Now **follow the instructions** of the documentation, index the documents from the previous session using the script 'IndexFilesPreprocess.py' and use the script 'CountWords.py' from the previous session to see how the set of tokens change.

***

## 2. The index reloaded

You can use the modified indexer ```IndexFilesPreprocess.py``` script to play with the different possibilities for the preprocessing pipeline.

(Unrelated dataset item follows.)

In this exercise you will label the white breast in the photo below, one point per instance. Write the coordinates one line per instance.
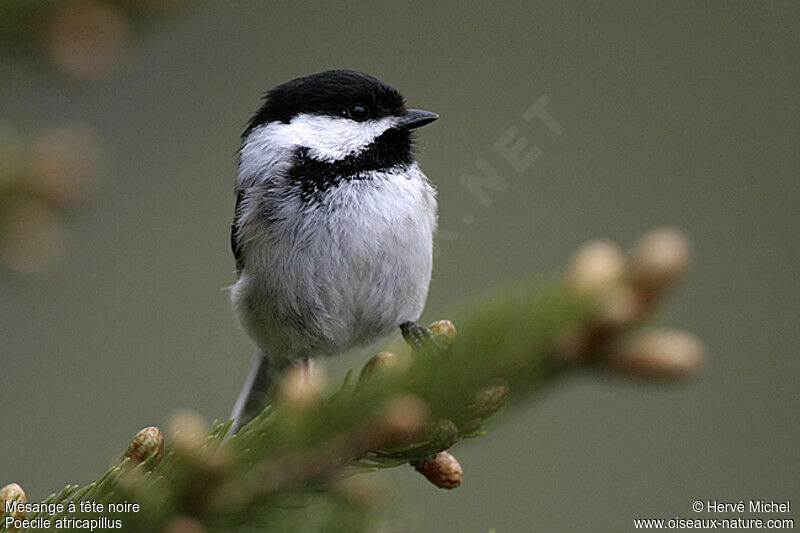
(324, 277)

You can change the **tokenizer** and apply different processes to the tokens like lowercasing, asccii folding, removing stopwords and different stemming algorithms.

***

## 3. Computing *Tf-Idf* and Cosine similarity

Now is your turn to work in the session task.

The idea is to program a script that given two document paths obtains their ids, computes the *Tf-Idf* representation of the documents and then computes and prints their cosine similarity.

**Follow the instructions** in the documentation and **pay attention** to the documentation that you have to deliver for this session.